Table 6 Carcinogenic risk through drinking water intake and dermal contact
Fig. 12
figure 12

Spatial zonation of carcinogenic risk, a risks to adults in shallow groundwater, b risks to children in shallow groundwater, c risks to adults in deep groundwater, and d risks to children in deep groundwater

Fig. 13
figure 13

Contribution of different contaminants to the carcinogenic health risks

From the discussion above, it is clear that although the water quality is generally good for irrigation and drinking, human health risk, especially the carcinogenic risk, remains. In addition, the risk assessment has some sources of uncertainty, generally from parameter uncertain. The statistical averages were adopted for IR, ED, BW and AT, and therefore the results represent the average risk values for adults and children. The true risk to individuals may vary. Moreover, other toxic contaminants that could cause risks to human, such as pesticide (Mittal et al. 2014), were not included in this paper. All of these may increase the uncertainty of the assessment. However, the results are still meaningful for the decision makers to make their decisions to protect the groundwater quality.

Conclusions

In this study, 23 groundwater samples were collected and analyzed for 20 physicochemical parameters.
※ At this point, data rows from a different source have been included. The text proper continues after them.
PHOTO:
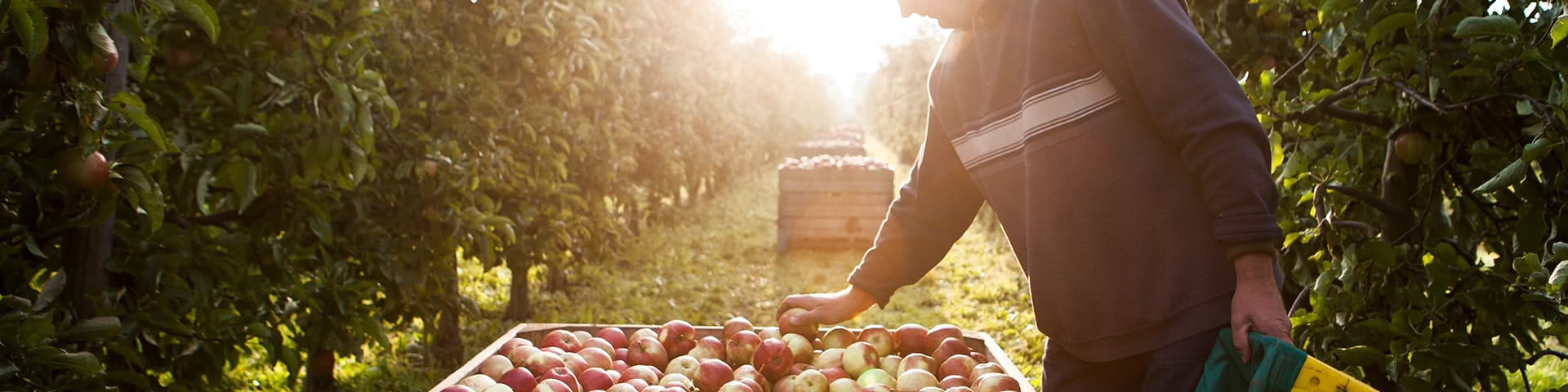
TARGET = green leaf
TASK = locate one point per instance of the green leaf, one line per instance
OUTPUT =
(1487, 25)
(1509, 176)
(131, 105)
(203, 15)
(1390, 24)
(32, 27)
The matter-element extension analysis model based on entropy weight was used to comprehensively evaluate the groundwater quality, while the health risk was assessed according to the age of the population and exposure pathways. The major findings of this study are:

The groundwater in the study area is weakly alkaline. The abundance of ions is Na+ > Ca2+ > Mg2+ for cations and HCO3 > SO42− > Cl for anions. In general, the water quality in the study area is generally good and can be used for drinking. Fe ions (Fe2+ and Fe3+), NO2–N, Cr6+ and TDS are contributed by industrial production, agricultural production and natural processes.
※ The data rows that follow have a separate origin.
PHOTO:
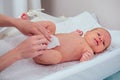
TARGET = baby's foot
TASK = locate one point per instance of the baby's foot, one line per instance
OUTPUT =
(78, 32)
(24, 16)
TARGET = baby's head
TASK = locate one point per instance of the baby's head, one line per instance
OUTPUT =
(98, 39)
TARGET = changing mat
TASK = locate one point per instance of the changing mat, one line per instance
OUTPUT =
(28, 70)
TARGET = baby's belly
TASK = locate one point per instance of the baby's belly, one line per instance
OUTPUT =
(69, 48)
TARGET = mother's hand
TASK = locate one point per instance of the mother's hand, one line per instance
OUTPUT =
(31, 47)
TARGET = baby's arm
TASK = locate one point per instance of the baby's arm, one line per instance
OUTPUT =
(49, 57)
(49, 25)
(86, 56)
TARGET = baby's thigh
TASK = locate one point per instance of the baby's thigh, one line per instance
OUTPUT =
(49, 57)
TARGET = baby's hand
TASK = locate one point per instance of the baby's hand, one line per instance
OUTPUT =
(78, 32)
(86, 56)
Although SAR indicates all the shallow groundwater samples are suitable for irrigation, some shallow groundwater samples may not be suitable for irrigation due to salinity hazard. However, the deep groundwater quality is generally better than the shallow groundwater quality in the study area.
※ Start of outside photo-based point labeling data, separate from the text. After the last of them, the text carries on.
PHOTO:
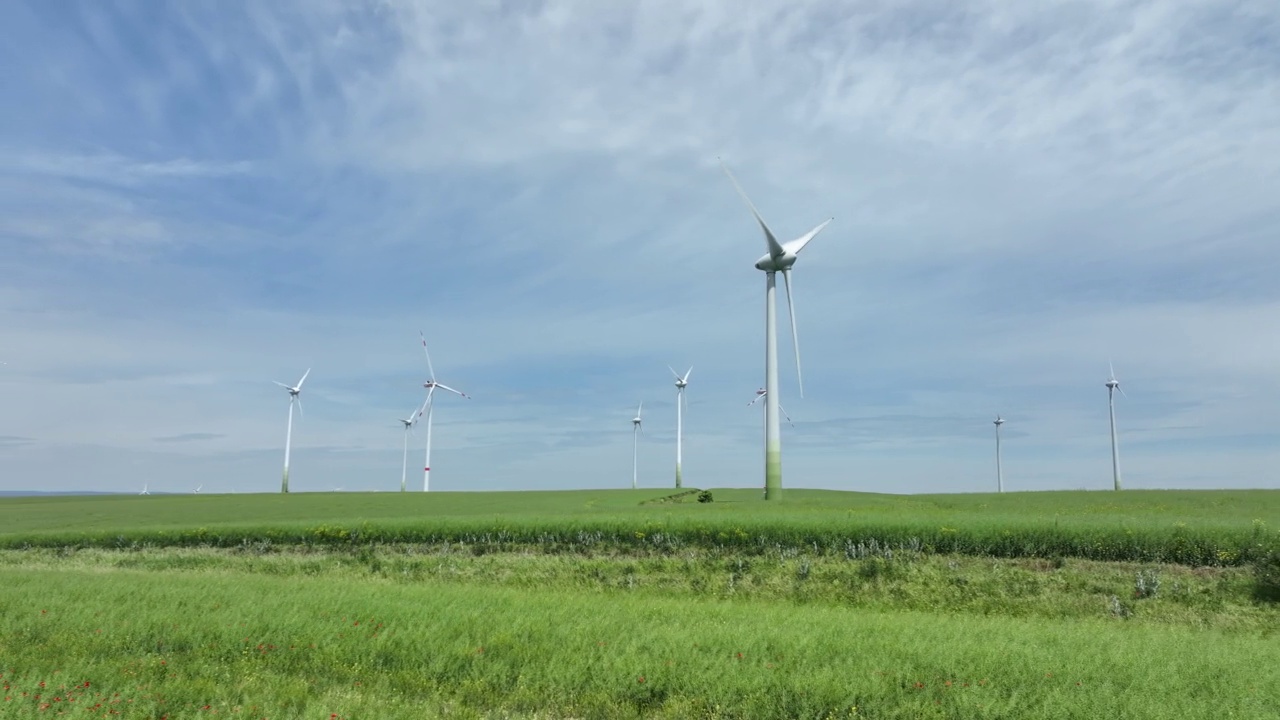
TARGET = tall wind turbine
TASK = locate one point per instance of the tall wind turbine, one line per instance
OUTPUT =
(780, 258)
(1112, 386)
(288, 433)
(408, 428)
(430, 395)
(681, 383)
(760, 393)
(1000, 473)
(635, 445)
For adults, only 12.5% of the 16 shallow groundwater samples are above the acceptable potential non-carcinogenic risk level, while 87% of the samples exceed the allowable level for children in shallow groundwater. The non-carcinogenic risk is mainly posed by F, Fe and As. Regarding deep groundwater, no non-carcinogenic risk is observed for adults, but Cr6+ contributes to non-negligible non-carcinogenic risk for children. The CRtotal values for both adults and children are higher than the recommended limit values (< 10−6) in shallow and deep groundwater, which indicates that potential carcinogenic risks are non-negligible. Therefore, adequate measures should be implemented to reduce the concentration of toxic parameters that cause health risk in groundwater.